Wanneer hij het heeft over nieuwe ambachtslieden, roept Pierre-Yves Gomez ook de mogelijkheid op van een authentiek gebaar, uitgevoerd in de puurste traditie. De vakman is de figuur van degene die voor zijn werk zorgt. Hij moet daarom noodzakelijkerwijs zeer strikte uitvoeringsregels leren die tijd en geduld vergen. Er is inderdaad knowhow en doorzettingsvermogen voor nodig om mooi aardewerk te maken of een heerlijk stokbrood uit de bakkerij te halen.

Hierin strijdt de vakman hiertegen versnelling tijd die zo kenmerkend is voor onze hedendaagse samenlevingen.

Ontmoeting met Hartmut Rosa, de antimoderne filosoof (France Culture, 2020).

Crafting is daarom een ​​aandachtsdiscipline die kan uitmonden in een meditatieve staat die dicht in de buurt komt van wat sommige psychologen de staat van "stroom". De "flow" komt overeen met een mentale toestand van totale absorptie van het individu in een taak die wordt gekenmerkt door een toewijding van de hele persoon, een zeer intense concentratie met het verlies van het besef van tijd en een gevoel van vloeibaarheid. de gebaren In een staat van "flow" is de vakman volledig betrokken zonder de inspanning op te merken.
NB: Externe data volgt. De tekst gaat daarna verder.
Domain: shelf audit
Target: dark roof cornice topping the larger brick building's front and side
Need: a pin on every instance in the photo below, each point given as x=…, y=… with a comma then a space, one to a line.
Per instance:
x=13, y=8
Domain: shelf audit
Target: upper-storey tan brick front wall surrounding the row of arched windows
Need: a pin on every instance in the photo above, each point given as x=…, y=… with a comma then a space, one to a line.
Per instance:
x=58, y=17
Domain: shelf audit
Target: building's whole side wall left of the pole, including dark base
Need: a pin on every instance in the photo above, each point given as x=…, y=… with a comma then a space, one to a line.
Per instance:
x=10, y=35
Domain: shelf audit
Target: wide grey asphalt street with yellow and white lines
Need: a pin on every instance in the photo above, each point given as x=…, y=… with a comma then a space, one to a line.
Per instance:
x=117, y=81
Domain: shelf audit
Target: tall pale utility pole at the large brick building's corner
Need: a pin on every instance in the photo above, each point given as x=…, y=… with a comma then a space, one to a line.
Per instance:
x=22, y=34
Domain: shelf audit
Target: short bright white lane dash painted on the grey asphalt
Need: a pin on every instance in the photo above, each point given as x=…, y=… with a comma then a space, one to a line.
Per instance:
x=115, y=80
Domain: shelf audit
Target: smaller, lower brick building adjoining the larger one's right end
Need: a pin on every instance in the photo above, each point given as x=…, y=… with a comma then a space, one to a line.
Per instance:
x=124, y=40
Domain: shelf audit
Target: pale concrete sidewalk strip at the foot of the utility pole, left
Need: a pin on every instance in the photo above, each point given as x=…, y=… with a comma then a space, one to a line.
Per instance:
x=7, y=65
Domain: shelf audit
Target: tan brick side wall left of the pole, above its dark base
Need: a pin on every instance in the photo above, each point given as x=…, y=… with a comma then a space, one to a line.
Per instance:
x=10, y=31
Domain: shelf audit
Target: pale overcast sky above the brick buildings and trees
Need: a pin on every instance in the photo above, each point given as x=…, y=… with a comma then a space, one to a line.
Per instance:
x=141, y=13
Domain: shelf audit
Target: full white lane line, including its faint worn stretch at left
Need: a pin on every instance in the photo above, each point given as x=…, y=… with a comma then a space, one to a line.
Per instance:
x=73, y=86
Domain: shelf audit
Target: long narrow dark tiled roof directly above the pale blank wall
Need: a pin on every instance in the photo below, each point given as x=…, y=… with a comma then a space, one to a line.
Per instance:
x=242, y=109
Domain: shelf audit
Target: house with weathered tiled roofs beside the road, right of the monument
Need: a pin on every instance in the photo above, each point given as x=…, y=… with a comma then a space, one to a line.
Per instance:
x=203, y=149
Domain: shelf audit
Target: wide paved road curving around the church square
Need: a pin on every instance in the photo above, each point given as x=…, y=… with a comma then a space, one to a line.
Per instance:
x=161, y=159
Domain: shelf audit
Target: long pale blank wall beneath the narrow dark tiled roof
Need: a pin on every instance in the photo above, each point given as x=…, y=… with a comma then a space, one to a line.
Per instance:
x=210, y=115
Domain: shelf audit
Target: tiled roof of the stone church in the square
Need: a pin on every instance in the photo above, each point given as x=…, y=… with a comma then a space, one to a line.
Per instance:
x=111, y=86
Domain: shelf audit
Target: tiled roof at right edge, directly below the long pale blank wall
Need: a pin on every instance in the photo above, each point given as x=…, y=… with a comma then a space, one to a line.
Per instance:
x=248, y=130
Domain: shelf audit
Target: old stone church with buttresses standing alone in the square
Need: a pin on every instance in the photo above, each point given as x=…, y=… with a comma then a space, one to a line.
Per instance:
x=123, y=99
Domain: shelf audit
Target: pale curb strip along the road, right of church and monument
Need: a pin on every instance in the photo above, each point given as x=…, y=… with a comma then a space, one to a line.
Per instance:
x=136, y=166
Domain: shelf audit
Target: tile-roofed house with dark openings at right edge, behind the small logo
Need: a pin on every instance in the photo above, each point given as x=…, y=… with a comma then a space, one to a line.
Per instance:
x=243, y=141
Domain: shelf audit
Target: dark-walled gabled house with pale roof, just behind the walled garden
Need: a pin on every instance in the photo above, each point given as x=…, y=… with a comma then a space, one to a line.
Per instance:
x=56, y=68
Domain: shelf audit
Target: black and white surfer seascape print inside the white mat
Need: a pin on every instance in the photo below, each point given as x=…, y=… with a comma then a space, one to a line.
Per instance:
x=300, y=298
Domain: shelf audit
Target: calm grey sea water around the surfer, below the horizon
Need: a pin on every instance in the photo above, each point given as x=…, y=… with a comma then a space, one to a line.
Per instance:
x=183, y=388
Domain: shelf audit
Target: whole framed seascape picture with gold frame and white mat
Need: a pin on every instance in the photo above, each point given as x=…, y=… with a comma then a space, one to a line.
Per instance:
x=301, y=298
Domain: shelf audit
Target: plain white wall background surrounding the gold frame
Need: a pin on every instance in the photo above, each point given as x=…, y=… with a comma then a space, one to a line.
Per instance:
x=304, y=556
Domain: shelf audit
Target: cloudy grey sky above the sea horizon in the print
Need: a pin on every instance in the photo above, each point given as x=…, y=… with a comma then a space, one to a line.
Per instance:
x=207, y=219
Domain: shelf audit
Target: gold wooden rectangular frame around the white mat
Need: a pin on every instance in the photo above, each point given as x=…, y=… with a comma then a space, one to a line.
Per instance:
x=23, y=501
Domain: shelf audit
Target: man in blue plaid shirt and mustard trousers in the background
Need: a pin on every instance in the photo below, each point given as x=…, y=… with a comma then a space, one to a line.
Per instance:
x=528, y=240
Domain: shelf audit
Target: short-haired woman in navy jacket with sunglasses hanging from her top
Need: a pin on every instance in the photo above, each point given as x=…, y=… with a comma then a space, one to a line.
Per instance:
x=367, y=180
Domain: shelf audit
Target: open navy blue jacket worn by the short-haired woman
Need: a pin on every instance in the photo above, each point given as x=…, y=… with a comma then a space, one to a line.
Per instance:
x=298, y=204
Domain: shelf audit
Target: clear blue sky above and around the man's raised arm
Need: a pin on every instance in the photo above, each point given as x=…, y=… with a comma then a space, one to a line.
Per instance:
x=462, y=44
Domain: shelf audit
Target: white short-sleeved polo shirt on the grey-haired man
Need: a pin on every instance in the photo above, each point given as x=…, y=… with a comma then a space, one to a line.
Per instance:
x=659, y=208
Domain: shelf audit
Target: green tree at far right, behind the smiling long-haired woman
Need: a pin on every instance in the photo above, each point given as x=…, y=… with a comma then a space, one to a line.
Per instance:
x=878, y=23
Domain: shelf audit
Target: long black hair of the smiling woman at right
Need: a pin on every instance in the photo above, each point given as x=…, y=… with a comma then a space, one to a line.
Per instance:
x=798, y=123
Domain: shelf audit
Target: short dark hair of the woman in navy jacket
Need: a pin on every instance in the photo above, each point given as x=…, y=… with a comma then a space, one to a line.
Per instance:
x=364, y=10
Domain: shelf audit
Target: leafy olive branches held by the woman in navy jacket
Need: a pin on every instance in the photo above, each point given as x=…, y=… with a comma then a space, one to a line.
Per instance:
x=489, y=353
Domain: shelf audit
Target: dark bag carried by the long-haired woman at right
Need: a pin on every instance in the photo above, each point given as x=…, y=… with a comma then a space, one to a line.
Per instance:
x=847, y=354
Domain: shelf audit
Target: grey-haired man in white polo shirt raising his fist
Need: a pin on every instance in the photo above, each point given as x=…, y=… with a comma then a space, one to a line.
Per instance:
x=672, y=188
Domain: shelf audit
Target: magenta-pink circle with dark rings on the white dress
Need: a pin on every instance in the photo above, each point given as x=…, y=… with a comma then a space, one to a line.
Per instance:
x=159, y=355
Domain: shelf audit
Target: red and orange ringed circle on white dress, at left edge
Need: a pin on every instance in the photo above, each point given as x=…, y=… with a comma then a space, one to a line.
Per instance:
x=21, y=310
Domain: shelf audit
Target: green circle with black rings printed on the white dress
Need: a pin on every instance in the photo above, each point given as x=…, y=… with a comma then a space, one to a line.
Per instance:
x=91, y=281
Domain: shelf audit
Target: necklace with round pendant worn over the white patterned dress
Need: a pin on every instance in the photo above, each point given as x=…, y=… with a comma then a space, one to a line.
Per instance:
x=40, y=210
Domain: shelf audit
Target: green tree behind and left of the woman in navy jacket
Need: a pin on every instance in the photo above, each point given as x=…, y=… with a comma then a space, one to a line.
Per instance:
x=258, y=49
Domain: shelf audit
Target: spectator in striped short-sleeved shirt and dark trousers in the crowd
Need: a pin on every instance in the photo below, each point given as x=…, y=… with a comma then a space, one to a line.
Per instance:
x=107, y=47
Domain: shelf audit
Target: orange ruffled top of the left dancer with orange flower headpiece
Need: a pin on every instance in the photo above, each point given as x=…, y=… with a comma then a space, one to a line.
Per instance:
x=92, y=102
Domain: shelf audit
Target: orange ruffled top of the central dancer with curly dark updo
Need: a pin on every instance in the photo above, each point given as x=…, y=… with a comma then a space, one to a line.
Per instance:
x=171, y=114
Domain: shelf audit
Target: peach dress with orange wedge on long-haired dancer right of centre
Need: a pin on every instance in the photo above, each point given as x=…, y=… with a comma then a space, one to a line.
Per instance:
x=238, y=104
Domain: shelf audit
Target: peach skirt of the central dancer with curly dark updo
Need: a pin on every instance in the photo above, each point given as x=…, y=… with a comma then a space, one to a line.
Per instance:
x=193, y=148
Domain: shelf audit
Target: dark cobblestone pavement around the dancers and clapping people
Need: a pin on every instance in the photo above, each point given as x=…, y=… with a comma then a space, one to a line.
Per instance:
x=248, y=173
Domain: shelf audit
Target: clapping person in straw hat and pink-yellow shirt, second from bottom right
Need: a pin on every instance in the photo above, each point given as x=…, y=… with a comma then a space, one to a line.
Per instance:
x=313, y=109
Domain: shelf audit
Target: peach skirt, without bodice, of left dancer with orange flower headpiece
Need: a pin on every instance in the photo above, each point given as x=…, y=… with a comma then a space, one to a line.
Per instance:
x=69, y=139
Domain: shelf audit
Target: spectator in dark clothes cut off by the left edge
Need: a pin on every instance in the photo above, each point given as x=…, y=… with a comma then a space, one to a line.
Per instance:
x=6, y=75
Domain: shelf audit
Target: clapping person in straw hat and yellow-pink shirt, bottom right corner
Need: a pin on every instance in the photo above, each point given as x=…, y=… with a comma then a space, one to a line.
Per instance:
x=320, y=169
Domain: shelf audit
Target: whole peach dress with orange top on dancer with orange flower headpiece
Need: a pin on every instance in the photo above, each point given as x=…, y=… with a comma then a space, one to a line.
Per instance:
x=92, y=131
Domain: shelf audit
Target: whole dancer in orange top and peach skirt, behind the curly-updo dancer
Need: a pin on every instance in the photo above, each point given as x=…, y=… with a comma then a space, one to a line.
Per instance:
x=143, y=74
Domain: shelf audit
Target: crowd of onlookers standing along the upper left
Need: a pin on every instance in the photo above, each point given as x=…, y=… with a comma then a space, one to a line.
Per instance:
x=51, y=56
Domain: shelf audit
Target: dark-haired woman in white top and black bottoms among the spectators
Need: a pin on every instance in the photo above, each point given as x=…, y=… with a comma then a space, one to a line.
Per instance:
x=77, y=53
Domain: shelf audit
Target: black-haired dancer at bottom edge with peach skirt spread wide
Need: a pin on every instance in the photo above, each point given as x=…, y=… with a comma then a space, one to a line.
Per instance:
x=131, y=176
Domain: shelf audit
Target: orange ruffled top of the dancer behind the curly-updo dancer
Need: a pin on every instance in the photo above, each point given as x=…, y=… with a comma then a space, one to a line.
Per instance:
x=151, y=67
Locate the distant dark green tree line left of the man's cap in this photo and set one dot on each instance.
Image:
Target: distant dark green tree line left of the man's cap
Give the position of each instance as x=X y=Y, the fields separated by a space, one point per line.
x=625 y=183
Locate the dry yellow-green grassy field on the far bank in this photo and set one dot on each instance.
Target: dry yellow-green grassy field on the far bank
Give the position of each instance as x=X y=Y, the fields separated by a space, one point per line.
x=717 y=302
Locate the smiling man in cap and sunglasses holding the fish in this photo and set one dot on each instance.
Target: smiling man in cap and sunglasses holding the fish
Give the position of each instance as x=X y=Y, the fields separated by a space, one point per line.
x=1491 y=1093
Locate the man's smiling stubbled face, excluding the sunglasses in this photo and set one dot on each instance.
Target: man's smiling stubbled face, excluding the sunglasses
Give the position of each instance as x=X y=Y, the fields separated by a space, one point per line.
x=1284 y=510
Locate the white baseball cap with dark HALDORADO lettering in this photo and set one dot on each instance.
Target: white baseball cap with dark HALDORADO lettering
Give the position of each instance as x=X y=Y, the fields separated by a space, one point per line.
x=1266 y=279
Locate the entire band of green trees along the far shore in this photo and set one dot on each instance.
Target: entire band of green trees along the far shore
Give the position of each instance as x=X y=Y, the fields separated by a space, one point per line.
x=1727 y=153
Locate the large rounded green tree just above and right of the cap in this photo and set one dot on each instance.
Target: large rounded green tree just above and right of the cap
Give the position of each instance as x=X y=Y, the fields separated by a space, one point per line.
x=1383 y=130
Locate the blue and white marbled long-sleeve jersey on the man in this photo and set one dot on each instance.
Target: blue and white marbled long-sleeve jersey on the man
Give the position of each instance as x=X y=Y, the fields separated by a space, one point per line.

Onder deze omstandigheden onderhoudt de vakman een drievoudige relatie met de tijd. Allereerst wordt het ambachtelijke gebaar in de loop van de tijd ontwikkeld om correct te worden uitgevoerd en deze noodzakelijke tijd kan niet worden verkort. De vakman maakt ook deel uit van de gebaren van degenen die hem voorgingen. Als hij een verbouwing uitvoert, neemt hij het werk van anderen over en voegt zijn eigen gebaren toe aan die van zijn voorgangers. Ten slotte maakt de productie ervan deel uit van de lange termijn van dingen die voorbestemd zijn om lang mee te gaan en niet van de veroudering van serieproducties die bedoeld zijn om te worden vernietigd zodra ze de fabriek verlaten.

Kortom, het ambachtelijke programma druist in tegen een samenleving van vloeibaarheid, snelheid en zelfs zinloosheid. In zijn atelier prijst de vakman daarentegen de mooi gebaar, traagheid en bescheidenheid: drie kardinale deugden die zin geven aan zijn bestaan.

Jean-Philippe Bouilloud – Goed werk leveren: een maatschappelijke eis (Xerfi Canal, 2023).

*Naam is geanonimiseerd.

thomas simon, Assistent professor, Handelsschool van Montpellier

Dit artikel is opnieuw gepubliceerd vanaf The Conversation onder Creative Commons-licentie. Lees deorigineel artikel.